魅力はいくつもあるけれど先日、知人女性からクルマ探しの相談をうけた。これまで国産SUVを乗り継いできたけれど、そろそろガイシャに、できればポルシェのスポーツカーに乗ってみたいという。スポーツカーはまったくの初体験というので、木更津のポルシェ・エクスペリエンス・センターでちゃんとアクセルとブレーキを踏む体験をすることを勧めてみた。718と911を乗り比べ、その性能の凄さに驚き、さすがにもてあまし、やはりSUVの実用性は捨てがたいと感じたという。日をあらためてマカンに試乗すると「運転する感覚が、ポルシェのスポーツカーとまるで同じ。うちの車とはまったく違う」と口にし、彼女は喜んでマカンを購入した。ブランドとかデザインとか性能とか希少性とかヘリテージとか、ガイシャの魅力はいくつもあるけれど、私自身のクルマ選びもそうであるように、結局のところ“運転が楽しい”ということに尽きるのだと思う。

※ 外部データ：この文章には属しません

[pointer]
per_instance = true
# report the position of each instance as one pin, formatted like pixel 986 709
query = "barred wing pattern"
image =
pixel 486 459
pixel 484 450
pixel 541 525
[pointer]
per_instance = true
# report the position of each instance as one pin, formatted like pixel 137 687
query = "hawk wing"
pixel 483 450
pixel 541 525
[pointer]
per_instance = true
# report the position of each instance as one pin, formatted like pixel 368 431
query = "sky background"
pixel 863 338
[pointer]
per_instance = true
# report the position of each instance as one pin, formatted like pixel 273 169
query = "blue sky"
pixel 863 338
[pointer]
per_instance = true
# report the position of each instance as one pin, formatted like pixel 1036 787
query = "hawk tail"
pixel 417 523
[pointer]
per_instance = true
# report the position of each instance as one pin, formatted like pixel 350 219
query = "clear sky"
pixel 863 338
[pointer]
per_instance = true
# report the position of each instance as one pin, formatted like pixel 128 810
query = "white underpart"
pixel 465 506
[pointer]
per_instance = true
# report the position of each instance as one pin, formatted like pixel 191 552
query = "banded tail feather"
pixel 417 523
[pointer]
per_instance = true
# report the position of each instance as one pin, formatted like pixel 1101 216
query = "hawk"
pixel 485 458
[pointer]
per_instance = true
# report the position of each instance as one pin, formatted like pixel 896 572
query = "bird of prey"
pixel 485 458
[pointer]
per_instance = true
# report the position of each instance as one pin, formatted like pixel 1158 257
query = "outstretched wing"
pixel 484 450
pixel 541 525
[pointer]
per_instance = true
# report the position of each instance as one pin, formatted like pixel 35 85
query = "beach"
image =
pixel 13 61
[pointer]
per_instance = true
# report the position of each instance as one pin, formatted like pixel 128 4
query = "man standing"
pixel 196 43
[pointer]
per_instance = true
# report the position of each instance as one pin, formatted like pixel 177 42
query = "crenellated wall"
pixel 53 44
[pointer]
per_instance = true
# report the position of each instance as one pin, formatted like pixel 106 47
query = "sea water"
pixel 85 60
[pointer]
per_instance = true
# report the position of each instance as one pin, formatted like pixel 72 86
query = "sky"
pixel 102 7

ベントレー・コンチネンタルGT S「即座に浸れる」今回用意された36台の試乗車のうち、どれか1台に乗ってかえっていいと言われたら、コンチネンタルGTを選ぶ。本当は2024年4月で生産が終了するW12エンジン搭載モデルがいいとか、屋根開きのGTCがいいとか、Sのようなスポーティなものより、スピードやマリナーのようなラグジュアリィな仕様がいいとか、好みをいいだすとキリがないけれど、いずれも素晴らしいモデルであることに変わりはない。運転席に座るとメタルパーツをふんだんに用いた各種スイッチやエアベント、それこそウインカーやワイパーレバーの先にまでローレット加工が施されており、即座にベントレーの世界に浸れる。エアサスペンションや48Vアンチロールシステムなどの恩恵もあって、ステアリングを握っていると、大きさや重さをまったく感じさせない。乗り心地はフラットでウルトラスムースだ。ドライブモードには、足を引き締め、エグゾーストを高めるスポーツモードも用意されていたが、すぐにコンフォートに戻した。体育会系はあまり似つかわしくない。この時代にあえてクーペ、とても洒落た選択だと思う。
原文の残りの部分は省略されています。